Когда, пройдя шестьдесят футов, мы подошли к концу стены, Абдулла бросил быстрый взгляд через плечо и отвернулся, потянув меня за собой. Стена продолжалась под прямым углом к дороге. Очередной поворот привёл нас на третью сторону ограды, и через несколько шагов Абдулла остановился, жестикулируя.

Смысл пантомимы был понятен, и я могла только одобрить его решение. За нами поле сахарного тростника формировало зелёную изгородь, скрывавшую нас от случайных прохожих. Мы находились в задней части поместья, максимально далеко от главного дома. Глиняный кирпич, повсеместный строительный материал Верхнего Египта, удобен, но недолговечен; кирпичи и покрывавшая их штукатурка рухнули, оставив трещины и щели.

– Я пойду первым, – прошептал он.

– Нет, не пойдёшь, – ответила я. – Прежде, чем пытаться войти, следует всё разведать, а я моложе... то есть легче тебя. Подсади меня.

Я сбросила чёрную хламиду и вуаль. Никакое переодевание не спасёт, если нас обнаружат внутри.

Я вставила носок ботинка в удобную дыру, Абдулла – давно запомнивший, что спорить со мной бесполезно – подставил руки под другой сапог и поднял меня так, что я смогла заглянуть через стену.
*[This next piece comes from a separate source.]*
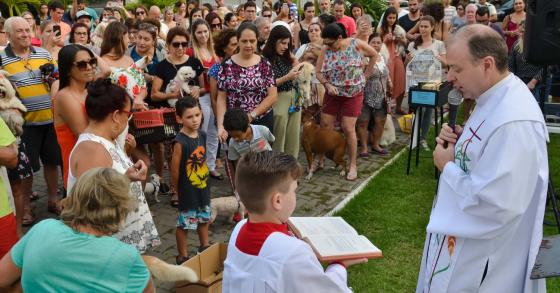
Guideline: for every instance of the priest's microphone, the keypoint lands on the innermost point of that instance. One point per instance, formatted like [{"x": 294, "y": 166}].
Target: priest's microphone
[{"x": 454, "y": 99}]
Я ожидала увидеть сад с кустами и деревьями, которые могли бы обеспечить надёжное укрытие. Ничего даже отдалённо похожего: голое открытое пространство, заваленное обычным домашним мусором – обломками сломанных горшков, ржавыми кусками металла, гниющими дынными и апельсиновыми корками. Из таких отходов образуются кухонные мусорные кучи, столь милые сердцам археологов, и они до сих пор одна за другой появляются в Египте, поскольку домовладельцы обычно рассыпают мусор по дворам как попало. Всё, что я видела, оставляло неприятный осадок – явное свидетельство того, что нынешний обитатель дома был лишь скоропреходящим гостем, не заботившимся о санитарии или внешности. Единственная необычная особенность – отсутствие животных. Ни одной курицы, копошащейся в грязи, ни одного козла или осла, щиплющего чахлые сорняки.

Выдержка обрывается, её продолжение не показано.